It is not unusual to drill for example 60 holes from a production platform of this kind. When the drilling of each separate well has been completed a certain procedure is carried out in order to achieve production at the earliest possible time before the well is connected to the production network, e.g. for the landing of the product through pipelines, by tankers or the like, or by other suitable means and for other fields of use. By and large production in this introductory phase of the exploitation of oil resources involves relatively small quantities and it is thus desireable and to some extent necessary at this time to store the product from the well on site until it is economically and practicably possible to land the product. To no little degree, oil storage of this kind will promote drilling operations until a pipeline for landing has been laid to the wellhead or a loading point, for e.g., tankers or the like.

Thus it is expedient to store the oil at the drilling site in close connection with a production platform, especially during the initial period of exploitation of the oil deposit, and in addition it is of great importance during subsequent continuous operation to have facilities for buffer storage, for use e.g. in the case of interruption of landing operations or the like.

The storage of hydrocarbons such as oil at great sea depths involves problems which by means of hitherto known procedures have only been partly solved in a technically satisfactory manner.
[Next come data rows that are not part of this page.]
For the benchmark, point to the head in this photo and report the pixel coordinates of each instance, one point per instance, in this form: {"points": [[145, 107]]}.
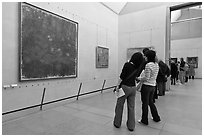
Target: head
{"points": [[137, 59], [151, 56], [144, 51]]}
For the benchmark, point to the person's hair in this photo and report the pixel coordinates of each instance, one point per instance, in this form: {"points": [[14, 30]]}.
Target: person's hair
{"points": [[145, 50], [137, 59], [151, 55]]}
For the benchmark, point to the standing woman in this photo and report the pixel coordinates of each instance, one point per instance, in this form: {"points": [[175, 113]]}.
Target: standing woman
{"points": [[128, 86], [148, 88]]}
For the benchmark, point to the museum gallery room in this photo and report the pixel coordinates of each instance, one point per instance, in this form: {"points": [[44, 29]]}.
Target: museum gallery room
{"points": [[62, 66]]}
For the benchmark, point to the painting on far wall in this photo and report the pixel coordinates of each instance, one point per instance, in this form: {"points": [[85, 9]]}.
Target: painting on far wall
{"points": [[48, 45], [131, 51], [102, 57], [193, 61]]}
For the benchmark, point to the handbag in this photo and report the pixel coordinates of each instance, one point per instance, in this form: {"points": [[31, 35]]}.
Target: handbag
{"points": [[120, 93], [137, 70], [138, 86]]}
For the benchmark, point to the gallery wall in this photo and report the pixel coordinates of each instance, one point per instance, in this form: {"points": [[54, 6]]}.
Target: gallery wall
{"points": [[188, 48], [97, 26], [140, 29]]}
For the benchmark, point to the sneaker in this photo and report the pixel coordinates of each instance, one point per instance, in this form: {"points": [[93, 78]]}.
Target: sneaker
{"points": [[156, 120], [116, 126], [139, 121], [130, 129]]}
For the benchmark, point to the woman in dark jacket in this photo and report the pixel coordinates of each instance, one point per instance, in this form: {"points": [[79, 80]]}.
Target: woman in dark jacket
{"points": [[128, 85], [164, 73]]}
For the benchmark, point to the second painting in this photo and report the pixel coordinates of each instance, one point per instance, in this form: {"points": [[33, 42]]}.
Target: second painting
{"points": [[102, 57]]}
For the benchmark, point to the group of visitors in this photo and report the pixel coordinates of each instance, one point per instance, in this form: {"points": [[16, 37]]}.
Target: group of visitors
{"points": [[146, 63], [152, 75], [181, 71]]}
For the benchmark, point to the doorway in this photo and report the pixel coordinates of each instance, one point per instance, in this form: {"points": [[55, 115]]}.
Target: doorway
{"points": [[182, 27]]}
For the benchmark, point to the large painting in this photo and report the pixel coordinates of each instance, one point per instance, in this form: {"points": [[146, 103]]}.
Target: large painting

The use of concrete in storage tanks and supporting units is a natural technical development at these depths, but pores and large or small cracks may be formed after a relatively short period of use and the risk of leakage is always present. There is absolutely no possibility of effecting repairs or the like to such leaks, and even in the case of quite small leaks the whole or parts of the storage systems must be closed down. There are strict environmental requirements as regards protection against leakage of whatever kind and under adverse circumstances users may be ordered to close down complete storage systems, resulting in heavy capital and production losses.

Varying and often low water temperatures at great depths in the sea affect the viscosity of the oil and when pumps are used to ensure reliable movement of oil from these locations to the surface of the sea for onward transportation this reduced viscosity necessitates overdimensioned pump capacity entailing large investments and costly power consumption.

Storage containers at such sea depths are exposed to extremely heavy hydrostatic stresses, and preferably such containers should therefore at all times be filled with water or oil proportions of these two substances. The lighter hydrocarbons will float on the top of the water which is added to or removed from the container in accordance with the desired quantity of oil to be stored. The use of pumps for the supply and removal of water or oil from storage tanks involves undesirable emulsifying effects and such a system is not very practicable at great depths. Similarly, employment of the external hydrostatic water pressure using a free or open connection between the interior of the container and the ambient water is impracticable due to the aforesaid environmental restrictions.

The purpose of the invention is to provide a storage installation which eliminates the deficiencies of the hitherto known installations of a similar nature.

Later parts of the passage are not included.